By Benjamin Parkin and Paul Kiernan
BARÃO DE COCAIS, Brazil -- When Brazilian mining behemoth Vale
SA closed an iron-ore mine here earlier this year, it turned this
working-class town into a case study for a region whose traditional
industry is starting to slip away.
For centuries mining has been the lifeblood of communities
across Brazil's southeastern state of Minas Gerais, home to
colonial towns with baroque churches and ornate mansions built with
mineral wealth. Even today, Minas Gerais remains one of Brazil's
more prosperous states, thanks in large part to the jobs and
royalties generated by companies like Vale.
But a hollowing-out has begun, and concerns are growing that
this region could one day resemble the U.S. Rust Belt or
Appalachian coal country.
A thousand miles north, meanwhile, in the Carajás mountains of
the Amazon rain forest, Vale is putting the finishing touches on a
$14-billion mining complex known as S11D. Set to ramp up in the
coming months, it will crank out as much as 90 million tons a year
of the highest-quality, lowest-cost iron ore in the world. By 2018,
half of Vale's production is expected to come from Carajás, up from
39% extracted last year from its existing mines in the region.
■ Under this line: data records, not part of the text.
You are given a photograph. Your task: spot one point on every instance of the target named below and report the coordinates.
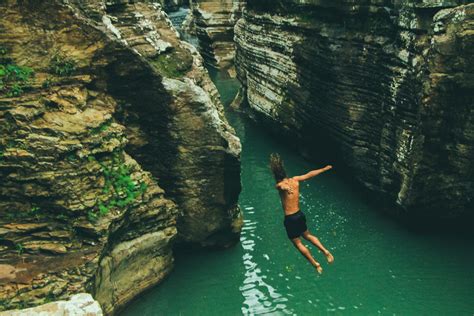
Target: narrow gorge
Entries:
(113, 146)
(382, 87)
(134, 146)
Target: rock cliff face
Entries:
(78, 305)
(213, 22)
(98, 105)
(386, 86)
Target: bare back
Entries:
(289, 190)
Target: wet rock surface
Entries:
(384, 86)
(82, 304)
(83, 207)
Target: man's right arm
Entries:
(312, 173)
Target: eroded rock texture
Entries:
(213, 22)
(77, 212)
(386, 86)
(78, 305)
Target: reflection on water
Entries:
(259, 296)
(380, 267)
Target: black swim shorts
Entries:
(295, 224)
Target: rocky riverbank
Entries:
(384, 86)
(213, 23)
(113, 145)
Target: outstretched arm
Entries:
(312, 173)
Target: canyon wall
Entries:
(385, 87)
(113, 144)
(213, 23)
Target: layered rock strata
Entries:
(116, 104)
(213, 23)
(384, 86)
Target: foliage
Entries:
(19, 249)
(101, 128)
(14, 79)
(47, 83)
(175, 64)
(62, 66)
(119, 184)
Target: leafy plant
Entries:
(62, 66)
(102, 128)
(19, 249)
(119, 184)
(47, 83)
(14, 79)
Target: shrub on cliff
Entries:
(14, 79)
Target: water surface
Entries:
(380, 266)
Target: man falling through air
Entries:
(295, 221)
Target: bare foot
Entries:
(330, 257)
(319, 268)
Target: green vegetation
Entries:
(19, 249)
(119, 184)
(62, 66)
(175, 64)
(101, 128)
(47, 83)
(14, 79)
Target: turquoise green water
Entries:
(380, 267)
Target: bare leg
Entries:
(306, 253)
(315, 241)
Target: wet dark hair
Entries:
(277, 167)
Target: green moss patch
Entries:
(174, 64)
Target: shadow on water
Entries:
(384, 264)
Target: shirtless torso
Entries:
(289, 190)
(295, 220)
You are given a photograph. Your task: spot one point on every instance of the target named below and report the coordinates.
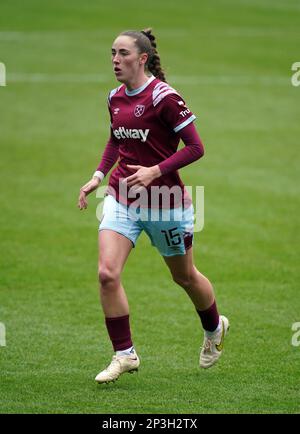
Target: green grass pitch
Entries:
(231, 61)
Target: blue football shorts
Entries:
(170, 230)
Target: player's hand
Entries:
(86, 190)
(143, 175)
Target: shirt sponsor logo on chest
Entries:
(129, 133)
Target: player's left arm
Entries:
(192, 151)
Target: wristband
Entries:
(99, 174)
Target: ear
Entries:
(143, 58)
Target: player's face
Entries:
(126, 59)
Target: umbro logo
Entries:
(139, 110)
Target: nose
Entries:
(115, 59)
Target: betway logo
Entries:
(123, 133)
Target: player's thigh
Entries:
(114, 250)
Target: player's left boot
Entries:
(213, 345)
(119, 365)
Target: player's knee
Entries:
(182, 279)
(108, 276)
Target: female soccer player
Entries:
(148, 119)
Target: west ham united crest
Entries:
(139, 110)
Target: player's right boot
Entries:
(118, 366)
(213, 346)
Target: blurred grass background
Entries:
(231, 61)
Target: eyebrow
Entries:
(121, 49)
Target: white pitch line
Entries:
(223, 80)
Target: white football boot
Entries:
(213, 345)
(119, 365)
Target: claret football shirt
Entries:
(144, 131)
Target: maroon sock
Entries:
(209, 317)
(119, 332)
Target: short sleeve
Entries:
(173, 112)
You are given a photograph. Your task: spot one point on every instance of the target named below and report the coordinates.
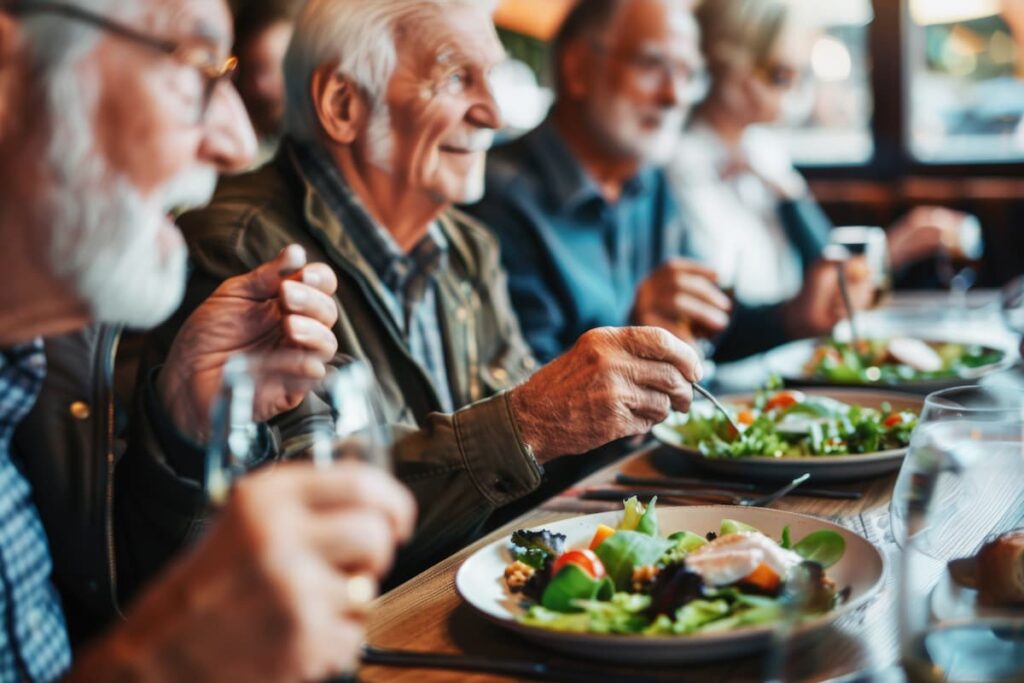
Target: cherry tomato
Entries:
(782, 399)
(585, 559)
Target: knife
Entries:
(538, 671)
(686, 482)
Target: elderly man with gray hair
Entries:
(389, 114)
(113, 112)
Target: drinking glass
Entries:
(351, 425)
(958, 265)
(233, 449)
(961, 484)
(869, 242)
(356, 427)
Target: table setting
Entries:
(901, 610)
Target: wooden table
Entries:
(427, 614)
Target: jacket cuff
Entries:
(502, 466)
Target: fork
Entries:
(688, 498)
(721, 409)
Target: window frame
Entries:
(892, 158)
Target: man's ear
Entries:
(340, 107)
(573, 69)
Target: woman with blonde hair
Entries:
(752, 214)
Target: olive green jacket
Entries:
(461, 467)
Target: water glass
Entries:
(961, 484)
(356, 427)
(871, 243)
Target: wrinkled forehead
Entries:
(459, 35)
(209, 20)
(666, 25)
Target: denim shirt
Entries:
(410, 279)
(574, 260)
(34, 642)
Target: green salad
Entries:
(895, 360)
(632, 580)
(781, 424)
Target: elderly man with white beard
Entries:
(590, 232)
(113, 112)
(388, 117)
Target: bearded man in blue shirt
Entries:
(590, 233)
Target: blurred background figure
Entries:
(753, 216)
(262, 31)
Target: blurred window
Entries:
(828, 122)
(967, 80)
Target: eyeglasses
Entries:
(198, 56)
(691, 82)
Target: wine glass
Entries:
(961, 484)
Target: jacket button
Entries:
(80, 411)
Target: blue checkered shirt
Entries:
(410, 279)
(33, 636)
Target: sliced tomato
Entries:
(893, 420)
(782, 399)
(585, 559)
(602, 534)
(764, 578)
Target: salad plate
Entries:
(856, 575)
(904, 363)
(882, 437)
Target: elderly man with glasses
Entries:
(388, 117)
(113, 113)
(590, 231)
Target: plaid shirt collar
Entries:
(22, 372)
(407, 275)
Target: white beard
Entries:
(619, 123)
(104, 237)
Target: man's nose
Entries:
(228, 140)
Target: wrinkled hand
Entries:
(282, 305)
(819, 305)
(924, 232)
(266, 596)
(611, 384)
(682, 297)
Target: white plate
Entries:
(790, 360)
(480, 583)
(821, 468)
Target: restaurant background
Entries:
(904, 102)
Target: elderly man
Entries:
(590, 232)
(388, 116)
(111, 114)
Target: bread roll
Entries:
(1000, 570)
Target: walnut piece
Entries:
(516, 575)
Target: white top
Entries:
(732, 211)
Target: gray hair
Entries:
(357, 36)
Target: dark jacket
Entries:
(461, 467)
(68, 447)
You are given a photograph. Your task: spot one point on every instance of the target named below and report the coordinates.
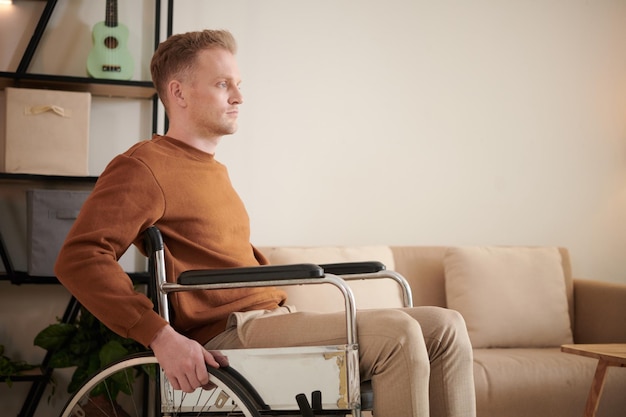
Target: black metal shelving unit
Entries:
(98, 87)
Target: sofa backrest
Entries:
(423, 267)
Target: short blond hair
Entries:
(177, 54)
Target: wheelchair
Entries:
(289, 381)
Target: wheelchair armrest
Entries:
(251, 273)
(350, 268)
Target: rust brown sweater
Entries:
(188, 195)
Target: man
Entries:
(174, 182)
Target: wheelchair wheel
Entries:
(119, 390)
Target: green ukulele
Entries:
(109, 57)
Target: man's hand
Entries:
(183, 360)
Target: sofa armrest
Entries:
(600, 312)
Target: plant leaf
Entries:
(111, 352)
(54, 336)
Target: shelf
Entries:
(31, 375)
(97, 87)
(46, 178)
(19, 277)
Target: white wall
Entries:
(418, 122)
(403, 121)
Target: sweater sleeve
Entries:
(124, 202)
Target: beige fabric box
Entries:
(47, 132)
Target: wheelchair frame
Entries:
(234, 388)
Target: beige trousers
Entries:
(418, 359)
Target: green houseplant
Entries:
(89, 346)
(10, 368)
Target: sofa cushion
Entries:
(325, 298)
(509, 296)
(541, 382)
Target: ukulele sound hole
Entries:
(111, 42)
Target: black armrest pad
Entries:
(252, 273)
(349, 268)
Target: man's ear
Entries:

That shift is beginning to be felt in towns like Barão de
Cocais, where the closure of Vale's Gongo Soco iron-ore mine in
April caused royalty payments to virtually dry up. Unemployment is
rising, shuttered houses and businesses line the streets and
municipal revenue is projected to fall by around one-fourth next
year.
"Mining finishes eventually," said mayor-elect Décio dos Santos,
adding that the town is ill-prepared for life without Vale. "We
need to think about more sustainable forms of development."
Decades of intensive mining have left Minas Gerais with depleted
deposits that are increasingly costly and less feasible to exploit,
with iron-ore prices crashing from nearly $200 a ton in 2011 to
below $40 earlier this year. Prices have since recovered somewhat
to around $80 currently.
Refining this lower-grade ore also produces large volumes of
waste that can be dangerous to store. After a dam failure at Vale's
Samarco joint venture in nearby Mariana last year killed 19 people,
company executives and local politicians say regulators have balked
at granting the licenses Vale would need to mine fresh deposits in
the region.
"The future here is not certain," said Karina Rapucci,
co-manager of Vale's nearby Brucutu iron-ore mine, the largest in
Minas Gerais.
As a result, Vale has increasingly focused its investments on
vast, untapped reserves in Carajás, where the ore is so rich it
generates little waste and is cheap enough to be profitable in
virtually any price scenario. Vale sees S11D bringing lower upkeep
costs and higher margins, ferrous minerals director Peter Poppinga
said in November. The new mine should enable the company to easily
offset depletion in its older pits, he added.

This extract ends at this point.